FDP-Chef Guido Westerwelle forderte Schily auf, „unverzüglich“ in die Türkei zu reisen, um dort Garantien für ein rechtsstaatliches Verfahren gegen Kaplan zu erwirken: „Diese Bundesregierung will die Türkei zum Mitglied der EU machen. Sie sollte sicherstellen können, dass Kaplan in der Türkei ein Verfahren erhält, das den Maßstäben der EU entspricht.“ Der parlamentarische Geschäftsführer der Grünen-Fraktion, Volker Beck, warnte davor, das Gericht für das unerfreuliche Ergebnis verantwortlich zu machen. „Jeder, dem der Rechtsstaat wichtig ist, muss sich über das Ergebnis ärgern“, sagte Beck dem Tagesspiegel. Das Gericht habe aber völlig korrekt gehandelt, wenn es zu dem Schluss komme, dass Kaplan in der Türkei kein rechtsstaatliches Verfahren erwarte. „Die Türkei muss sich endlich an das Folterverbot halten und an das Verwendungsverbot für nicht rechtsstaatlich erhobene Beweise“, forderte der Grünen-Politiker. Beck bekräftigte, dass die Garantie rechtsstaatlicher Verfahren durch die Türkei nicht nur für den Fall Kaplan, sondern auch für den Beitritt des Landes zur EU von großer Wichtigkeit sei.

Sollte Kaplan trotz der jüngsten Gerichtsurteile in Düsseldorf und Köln dereinst doch nach Ankara abgeschoben werden, könnte er von den jüngsten europapolitischen Reformen dort profitieren. Im Juni votierte das türkische Parlament für eine Verbesserung der Rechte von Beschuldigten, die sich vor den Staatssicherheitsgerichten zu verantworten haben; vor einem dieser für politische Straftaten zuständigen Sondergerichte müsste sich auch Kaplan verantworten. Die Gesetzesänderung verschafft Verdächtigen vor Staatssicherheitsgerichten das Recht, umgehend mit einem Anwalt zusprechen; ohne Anwalt abgelegte Aussagen werden nicht mehr als Beweismittel anerkannt. Damit soll verhindert werden, dass Geständnisse erpresst werden. Im Fall Kaplans könnte dies bedeuten, dass die möglicherweise unter Folter entstandenen Zeugenaussagen, auf die die deutschen Richter das Verbot von Kaplans Ausweisung stützten, als Beweismittel nicht herangezogen werden könnten.

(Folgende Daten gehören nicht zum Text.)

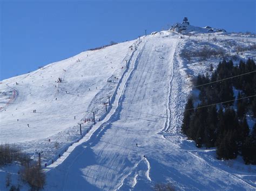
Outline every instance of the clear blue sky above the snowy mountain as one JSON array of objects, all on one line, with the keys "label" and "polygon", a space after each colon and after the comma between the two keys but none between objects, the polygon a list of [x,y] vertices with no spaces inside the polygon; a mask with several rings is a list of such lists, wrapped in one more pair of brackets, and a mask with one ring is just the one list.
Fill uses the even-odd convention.
[{"label": "clear blue sky above the snowy mountain", "polygon": [[0,80],[88,48],[138,38],[188,17],[191,25],[256,32],[255,0],[0,0]]}]

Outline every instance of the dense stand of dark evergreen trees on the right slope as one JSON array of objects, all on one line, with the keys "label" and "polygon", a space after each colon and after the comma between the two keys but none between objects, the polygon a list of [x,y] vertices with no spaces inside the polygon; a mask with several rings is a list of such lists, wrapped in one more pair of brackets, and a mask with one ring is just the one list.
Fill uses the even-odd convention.
[{"label": "dense stand of dark evergreen trees on the right slope", "polygon": [[[240,154],[246,164],[256,165],[256,124],[250,131],[246,120],[246,115],[256,118],[255,69],[252,59],[246,63],[240,61],[238,66],[224,60],[211,76],[197,76],[195,85],[200,91],[197,107],[194,107],[195,97],[187,100],[181,131],[197,147],[217,147],[218,159],[234,159]],[[245,73],[248,74],[241,75]],[[227,80],[215,82],[222,79]],[[234,89],[238,91],[237,97]]]}]

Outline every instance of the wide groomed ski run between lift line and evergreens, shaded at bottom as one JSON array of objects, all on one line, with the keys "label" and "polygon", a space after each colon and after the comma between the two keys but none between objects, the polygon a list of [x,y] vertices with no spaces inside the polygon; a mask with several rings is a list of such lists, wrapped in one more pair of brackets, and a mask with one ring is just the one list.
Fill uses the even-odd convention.
[{"label": "wide groomed ski run between lift line and evergreens, shaded at bottom", "polygon": [[[175,35],[146,37],[111,117],[47,173],[46,189],[149,190],[167,179],[179,189],[253,190],[238,177],[180,149],[176,126],[180,118],[174,114],[182,112],[180,94],[188,90],[183,89],[186,73],[177,59],[177,46]],[[170,122],[163,116],[169,109]],[[163,136],[167,129],[172,130],[172,139]],[[57,181],[63,180],[62,172],[67,175],[64,188],[51,181],[57,175]]]}]

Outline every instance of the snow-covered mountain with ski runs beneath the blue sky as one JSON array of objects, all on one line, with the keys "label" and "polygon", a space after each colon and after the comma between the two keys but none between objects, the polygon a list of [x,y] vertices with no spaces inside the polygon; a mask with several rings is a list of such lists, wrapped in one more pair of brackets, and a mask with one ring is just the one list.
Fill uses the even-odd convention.
[{"label": "snow-covered mountain with ski runs beneath the blue sky", "polygon": [[42,152],[45,190],[255,190],[255,166],[180,133],[193,76],[223,58],[255,60],[254,35],[211,29],[177,24],[1,81],[0,142]]}]

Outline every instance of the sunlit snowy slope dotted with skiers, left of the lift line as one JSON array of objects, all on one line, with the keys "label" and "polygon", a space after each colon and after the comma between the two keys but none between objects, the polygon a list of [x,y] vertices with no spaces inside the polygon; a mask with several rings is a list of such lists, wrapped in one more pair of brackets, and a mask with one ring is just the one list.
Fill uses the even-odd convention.
[{"label": "sunlit snowy slope dotted with skiers, left of the lift line", "polygon": [[[50,146],[52,152],[53,141],[65,145],[76,140],[80,134],[78,123],[85,132],[92,123],[91,111],[96,112],[97,119],[104,114],[103,102],[114,95],[133,43],[83,52],[2,81],[0,142],[22,143],[28,152],[42,147],[47,155],[45,148]],[[57,83],[58,78],[62,82]],[[85,118],[90,122],[84,123]]]}]

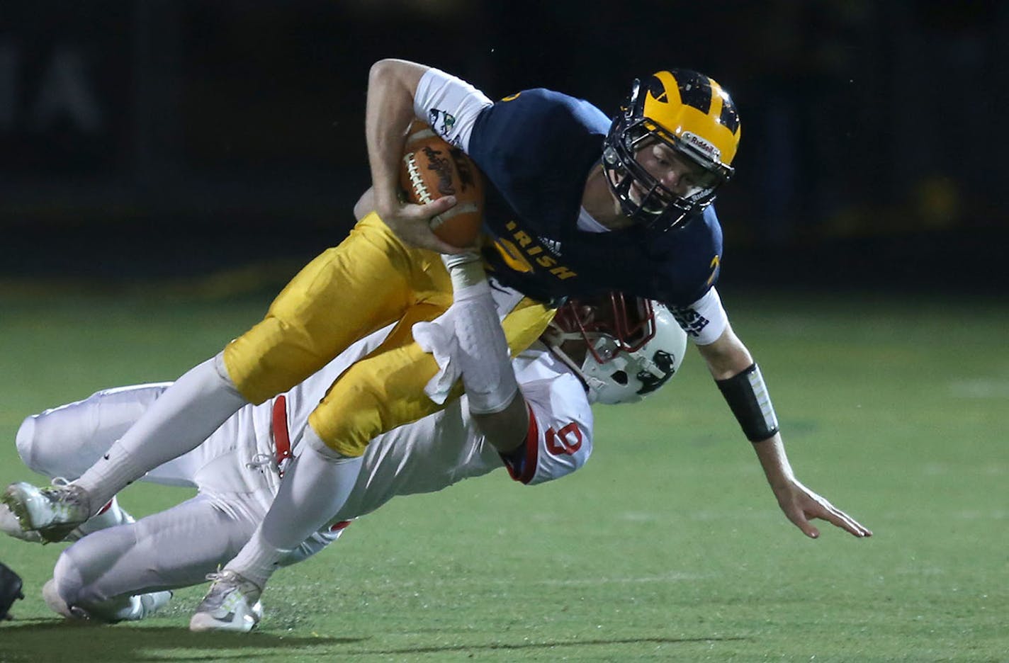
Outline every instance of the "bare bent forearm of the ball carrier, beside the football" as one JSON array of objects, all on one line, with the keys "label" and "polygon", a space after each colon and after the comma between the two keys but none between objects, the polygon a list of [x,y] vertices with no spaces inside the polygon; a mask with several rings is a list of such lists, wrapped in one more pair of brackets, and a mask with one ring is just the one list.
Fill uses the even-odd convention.
[{"label": "bare bent forearm of the ball carrier, beside the football", "polygon": [[400,156],[414,120],[414,95],[428,68],[402,60],[381,60],[368,74],[364,136],[379,215],[398,205]]}]

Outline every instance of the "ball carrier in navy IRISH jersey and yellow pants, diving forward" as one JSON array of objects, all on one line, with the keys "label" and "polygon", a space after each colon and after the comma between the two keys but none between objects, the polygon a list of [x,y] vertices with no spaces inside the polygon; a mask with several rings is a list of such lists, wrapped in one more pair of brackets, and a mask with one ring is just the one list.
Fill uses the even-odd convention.
[{"label": "ball carrier in navy IRISH jersey and yellow pants, diving forward", "polygon": [[[400,158],[415,119],[429,122],[482,172],[488,191],[479,247],[452,247],[431,232],[429,219],[450,209],[452,196],[426,205],[401,199]],[[563,298],[619,290],[673,310],[754,443],[789,520],[813,538],[810,518],[869,536],[796,479],[764,379],[714,288],[721,231],[711,203],[733,175],[740,134],[728,95],[689,71],[636,82],[610,120],[556,92],[529,90],[493,103],[439,70],[376,63],[365,113],[372,190],[355,206],[361,218],[350,236],[296,275],[263,321],[167,389],[79,479],[46,488],[13,484],[4,502],[27,529],[63,538],[243,405],[290,390],[355,340],[397,323],[381,346],[336,378],[302,431],[305,454],[317,457],[318,469],[287,482],[312,503],[296,511],[306,521],[311,513],[336,513],[368,441],[437,412],[461,388],[475,416],[508,422],[502,430],[527,426],[508,362],[474,348],[503,335],[515,355],[540,336]],[[449,307],[470,309],[467,324],[453,330],[462,384],[432,390],[442,370],[413,329]],[[244,563],[267,568],[286,553],[279,540],[259,544]]]}]

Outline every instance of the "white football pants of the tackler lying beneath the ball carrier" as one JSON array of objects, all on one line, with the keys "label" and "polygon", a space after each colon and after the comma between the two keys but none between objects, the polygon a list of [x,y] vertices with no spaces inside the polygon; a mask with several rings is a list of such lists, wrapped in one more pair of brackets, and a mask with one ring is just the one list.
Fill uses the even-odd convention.
[{"label": "white football pants of the tackler lying beneath the ball carrier", "polygon": [[[27,418],[17,449],[31,469],[74,479],[91,466],[167,388],[166,383],[107,390]],[[86,536],[57,561],[61,597],[85,611],[109,599],[204,582],[234,557],[273,499],[275,477],[255,463],[251,406],[206,442],[143,477],[192,486],[198,494],[166,511]],[[318,552],[341,531],[316,534],[286,563]]]}]

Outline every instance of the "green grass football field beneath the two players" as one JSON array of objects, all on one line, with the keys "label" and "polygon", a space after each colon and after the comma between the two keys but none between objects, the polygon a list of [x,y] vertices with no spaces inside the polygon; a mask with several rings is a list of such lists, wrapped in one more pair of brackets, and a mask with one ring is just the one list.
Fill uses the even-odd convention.
[{"label": "green grass football field beneath the two players", "polygon": [[[248,636],[187,630],[204,587],[137,626],[66,625],[38,594],[61,546],[0,541],[27,593],[0,661],[1009,660],[1009,306],[723,296],[798,476],[872,539],[781,516],[691,353],[653,399],[597,409],[574,476],[394,501],[274,576]],[[0,297],[0,482],[38,478],[14,450],[24,416],[171,379],[266,301]],[[185,496],[138,484],[123,504]]]}]

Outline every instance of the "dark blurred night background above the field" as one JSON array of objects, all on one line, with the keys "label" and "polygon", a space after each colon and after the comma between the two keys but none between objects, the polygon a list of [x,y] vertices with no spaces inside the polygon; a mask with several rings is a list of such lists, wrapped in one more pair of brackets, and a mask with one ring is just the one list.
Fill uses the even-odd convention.
[{"label": "dark blurred night background above the field", "polygon": [[657,69],[716,79],[743,120],[723,285],[1009,285],[1009,3],[32,0],[0,4],[0,288],[337,243],[386,57],[608,114]]}]

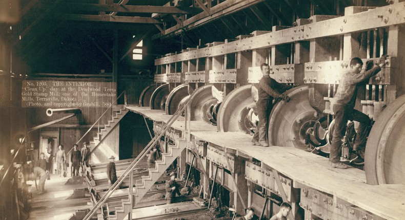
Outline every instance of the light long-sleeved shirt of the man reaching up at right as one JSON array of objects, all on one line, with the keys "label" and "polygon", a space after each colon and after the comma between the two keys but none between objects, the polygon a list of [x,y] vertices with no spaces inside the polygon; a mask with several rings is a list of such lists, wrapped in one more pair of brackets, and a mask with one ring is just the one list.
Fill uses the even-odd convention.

Da die Todesstrafe in der Türkei schon vergangenes Jahr abgeschafft wurde, steht einer Auslieferung des terrorverdächtigen Religionsführers aus Sicht Ankaras nichts mehr im Wege. Zwar gibt es auch seit Abschaffung der Todesstrafe keinen Automatismus bei der Auslieferung; eine „reale Foltergefahr“, könnte weiter gegen die Auslieferung des Betroffenen sprechen. Sicherheitsgarantien der türkischen Seite könnten jedoch zu beschaffen sein. Schon vor der Ächtung der Todesstrafe war die türkische Regierung zu rechtsstaatlichen Garantien in ähnlichen Fällen bereit.